Decline and Recovery

 

 

 

 

 

 

 

The American Plan of the 1920s challenged the status of unions in the United States, but the Great Depression of the 1930s threatened the very existence of working people. The stock market crash in 1929 was a signal to the world that the economy was in crisis. In the months that followed unemployment rose at the astonishing rate of 4,000 workers a week.

As always, the construction industry served as an advance indicator of general economic conditions. In many parts of the country, the depression started for carpenters in the midst of the “Roaring Twenties.” By 1928, many local unions were issuing “stay away” warnings to travelling carpenters. Conditions only worsened, however. Total construction in the United States amounted to $20.8 million in 1929; four years later it reached just $6.6 million. Membership ultimately dropped to a low 242,000 in 1932 and fully 40% of those members were unable to pay their dues. By the next year, the Carpenter reported that less than 30% of the union’s ranks were employed as carpenters.

The pain of unemployment was devastating. The incidence of alcoholism, divorce, emotional depression, and suicide soared during the early 1930s. Proud carpenters, whose sense of self-worth was wrapped up in their craft and their ability to make a living as independent tradesmen, were unable to put bread on the family table. Local unions tried a variety of ways to ease the pain–lowering dues payments, negotiating for 24- or 30-hour work weeks, forbidding overtime, and instituting job-sharing programs. But all of these attempts were little more than bandaids on a fundamentally crippled industry.

Some union leaders on the local level looked to political action as a solution to their problems. A number of locals called for an independent Labor party as an alternative to the Republican and Democratic political parties. In 1932, the Chicago Carpenters District Council urged the UBC national leadership to lead the fight for an unemployment insurance system. Hutcheson was wary of such activities. His mistrust of governmental intervention in the collective bargaining process, fueled by his experiences during World War I, made him reluctant to support an activist agenda by the federal government. While Hutcheson ultimately accepted the idea of unemployment insurance, he unsuccessfully opposed the AFL’s endorsement of a minimum-wage bill in 1937. As late as 1940, after eight years of popular New Deal legislation, Hutcheson maintained his opposition to extensive federal involvement. “Labor,” said Hutcheson, “has known that what government gives, government can take away.”

Rank-and-file carpenters and local leaders had less difficulty welcoming the New Deal programs. Like Hutcheson, unemployed carpenters were not advocating welfare or relief. But they did want jobs. They eagerly greeted Roosevelt’s alphabet soup of public works agencies (PWA, CWA, CCC, and WPA) instituted to help revive the ailing economy. Initially, conflicts arose between federal desires to put people to work at any price and union commitments to maintaining a decent wage. By 1936, however, federal and union policies coincided to enable skilled tradesmen to move into their customary roles.
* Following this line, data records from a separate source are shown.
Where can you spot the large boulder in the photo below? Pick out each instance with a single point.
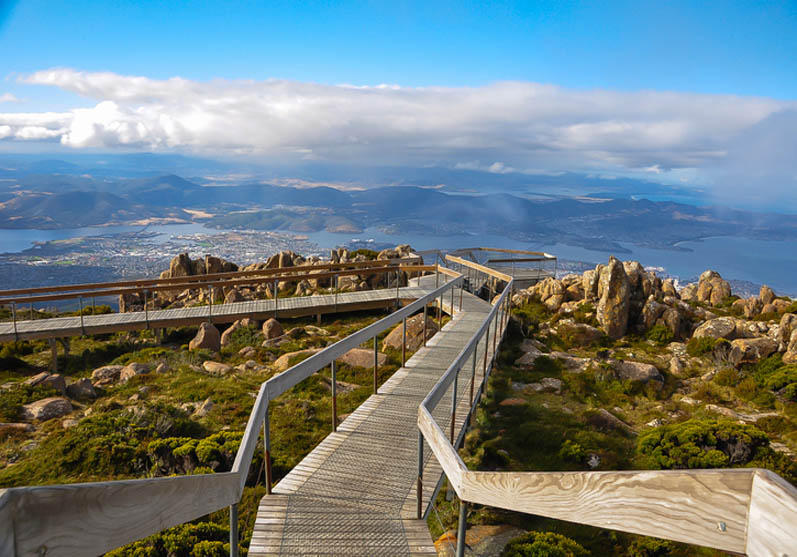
(287, 360)
(216, 368)
(81, 389)
(48, 380)
(614, 303)
(362, 357)
(272, 329)
(790, 355)
(414, 333)
(239, 324)
(638, 372)
(106, 375)
(207, 337)
(721, 327)
(766, 295)
(751, 350)
(712, 288)
(131, 370)
(47, 409)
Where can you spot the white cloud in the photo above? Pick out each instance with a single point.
(518, 125)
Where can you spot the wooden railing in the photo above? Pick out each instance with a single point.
(751, 511)
(92, 518)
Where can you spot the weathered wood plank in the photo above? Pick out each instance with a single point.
(772, 522)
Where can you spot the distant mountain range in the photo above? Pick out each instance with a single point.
(34, 195)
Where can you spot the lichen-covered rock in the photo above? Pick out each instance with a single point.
(207, 337)
(414, 333)
(639, 372)
(131, 370)
(287, 360)
(721, 327)
(81, 389)
(272, 329)
(106, 375)
(362, 357)
(712, 288)
(53, 381)
(216, 368)
(226, 336)
(766, 295)
(614, 303)
(46, 409)
(751, 350)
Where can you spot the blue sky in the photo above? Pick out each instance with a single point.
(696, 92)
(745, 48)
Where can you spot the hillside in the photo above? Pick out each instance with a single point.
(611, 369)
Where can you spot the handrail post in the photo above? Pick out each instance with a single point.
(398, 282)
(495, 333)
(276, 298)
(82, 326)
(376, 363)
(486, 349)
(234, 530)
(424, 324)
(334, 397)
(463, 514)
(473, 371)
(454, 405)
(419, 488)
(404, 342)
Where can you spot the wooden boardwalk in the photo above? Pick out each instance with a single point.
(221, 313)
(355, 493)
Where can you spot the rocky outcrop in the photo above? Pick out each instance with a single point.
(751, 350)
(614, 292)
(287, 360)
(207, 337)
(272, 329)
(638, 372)
(362, 357)
(81, 389)
(106, 375)
(46, 409)
(131, 370)
(239, 324)
(51, 381)
(712, 288)
(414, 333)
(216, 368)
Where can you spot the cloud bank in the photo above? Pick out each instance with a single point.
(503, 126)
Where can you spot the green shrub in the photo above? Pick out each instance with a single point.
(698, 346)
(700, 444)
(727, 377)
(543, 544)
(650, 547)
(572, 452)
(12, 399)
(660, 334)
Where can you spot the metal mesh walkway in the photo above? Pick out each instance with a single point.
(355, 493)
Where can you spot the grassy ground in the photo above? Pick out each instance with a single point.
(135, 429)
(567, 433)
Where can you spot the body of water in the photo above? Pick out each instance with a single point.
(759, 261)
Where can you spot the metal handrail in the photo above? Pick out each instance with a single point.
(91, 518)
(751, 511)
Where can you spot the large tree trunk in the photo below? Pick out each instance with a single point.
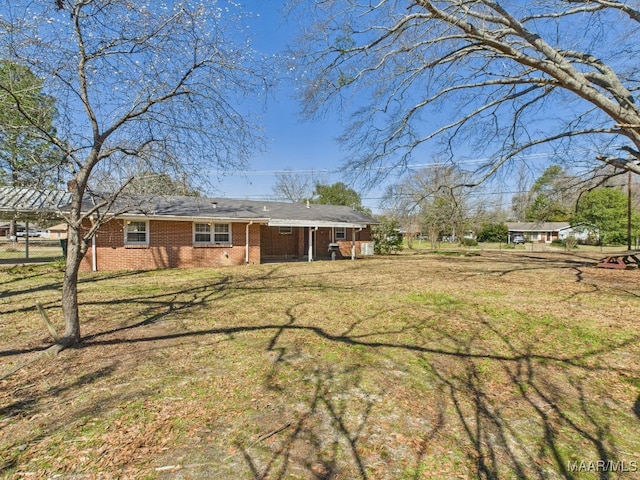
(70, 289)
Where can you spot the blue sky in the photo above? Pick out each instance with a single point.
(302, 146)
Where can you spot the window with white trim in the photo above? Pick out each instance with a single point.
(136, 233)
(222, 233)
(207, 233)
(202, 233)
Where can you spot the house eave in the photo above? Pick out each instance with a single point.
(314, 223)
(190, 218)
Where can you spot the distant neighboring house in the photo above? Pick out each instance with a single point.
(179, 232)
(538, 232)
(57, 232)
(547, 232)
(582, 232)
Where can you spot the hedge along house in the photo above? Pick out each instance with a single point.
(150, 232)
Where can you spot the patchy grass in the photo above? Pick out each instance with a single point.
(502, 365)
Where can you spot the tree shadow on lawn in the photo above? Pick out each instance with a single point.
(549, 420)
(505, 412)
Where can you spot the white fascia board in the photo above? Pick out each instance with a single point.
(139, 216)
(310, 223)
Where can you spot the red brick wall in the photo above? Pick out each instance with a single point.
(274, 244)
(296, 245)
(170, 246)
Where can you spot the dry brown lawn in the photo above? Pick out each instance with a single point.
(497, 365)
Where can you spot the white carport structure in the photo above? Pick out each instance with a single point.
(31, 205)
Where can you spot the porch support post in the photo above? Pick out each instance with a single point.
(94, 254)
(353, 243)
(26, 239)
(246, 254)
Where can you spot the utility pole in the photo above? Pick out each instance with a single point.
(629, 211)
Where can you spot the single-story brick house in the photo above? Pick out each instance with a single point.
(547, 232)
(178, 231)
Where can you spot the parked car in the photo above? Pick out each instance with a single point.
(518, 239)
(32, 233)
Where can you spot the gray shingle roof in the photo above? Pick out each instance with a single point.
(25, 203)
(537, 226)
(273, 213)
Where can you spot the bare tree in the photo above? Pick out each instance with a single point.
(134, 80)
(293, 187)
(479, 79)
(436, 198)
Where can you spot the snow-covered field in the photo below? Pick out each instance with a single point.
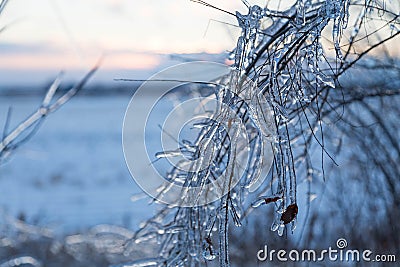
(72, 174)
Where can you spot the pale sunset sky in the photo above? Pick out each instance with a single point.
(45, 36)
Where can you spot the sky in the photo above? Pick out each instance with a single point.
(46, 36)
(40, 38)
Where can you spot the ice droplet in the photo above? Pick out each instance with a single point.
(274, 226)
(209, 255)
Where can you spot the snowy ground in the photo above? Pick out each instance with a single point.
(71, 174)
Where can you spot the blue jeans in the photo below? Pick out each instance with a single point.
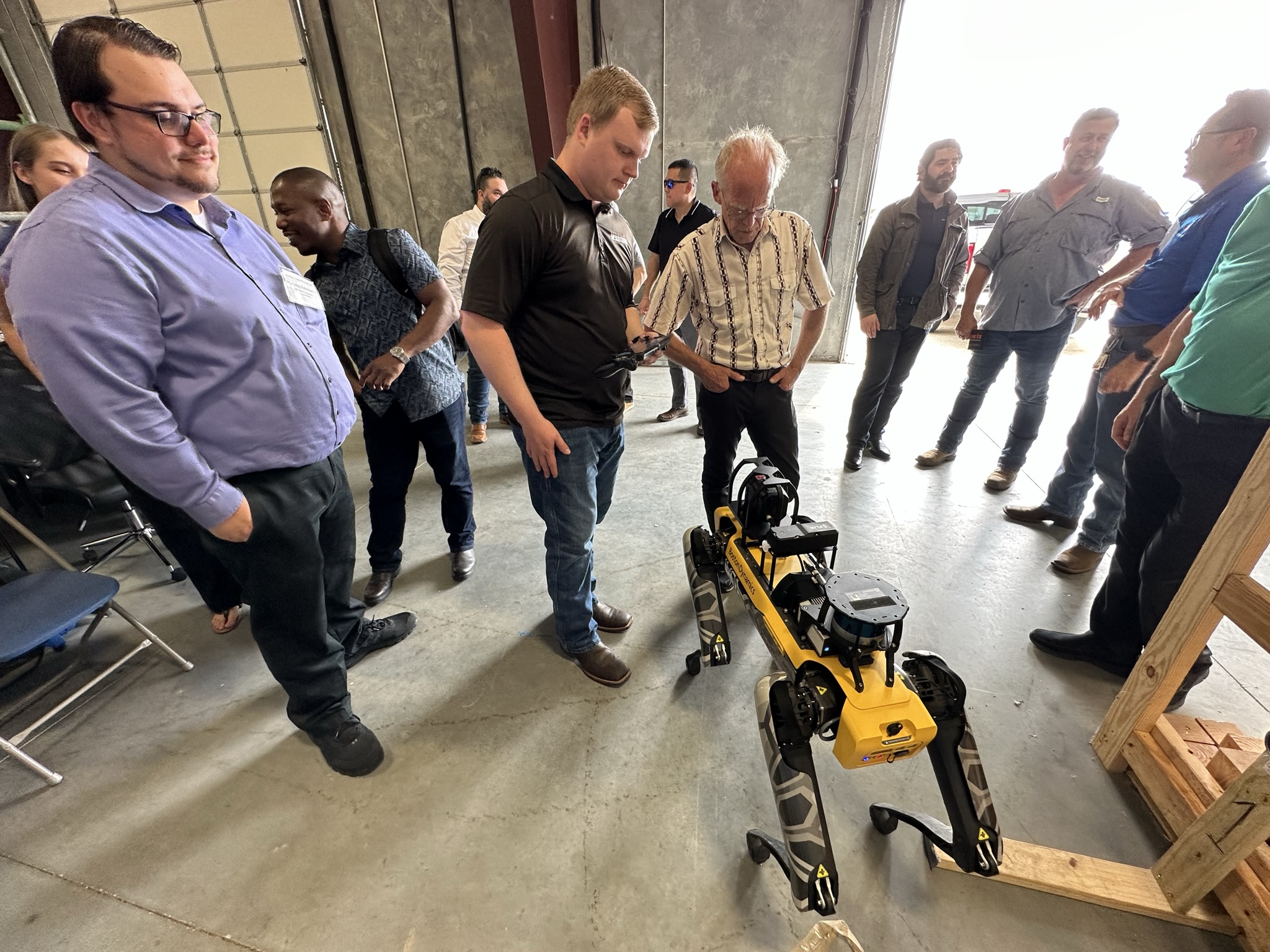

New Deal initiatives created jobs for millions of Americas but they did not end the Depression. In fact, almost 9.5 million people were still out of work in 1939. Only the monumental task of preparing for entry into World War II was finally able to generate enough work to eliminate the suffering of the jobless. The war-driven building demand and the general post-war prosperity finally provided American carpenters with reasonable opportunities and greater financial security.

The wages of union carpenters rose 15% between 1945 and 1949, 30% through the 1950s, and 72% during the 1960s. While inflation ate away at some of those gains, by and large the quarter-century following World War II proved to be the longest period of sustained improvement in the standard of living of American workers. The nation’s labor organizations reflected this growth, representing nearly one-third of the workforce. The UBC reached its peak membership of 850,000 in 1958 and again in 1973.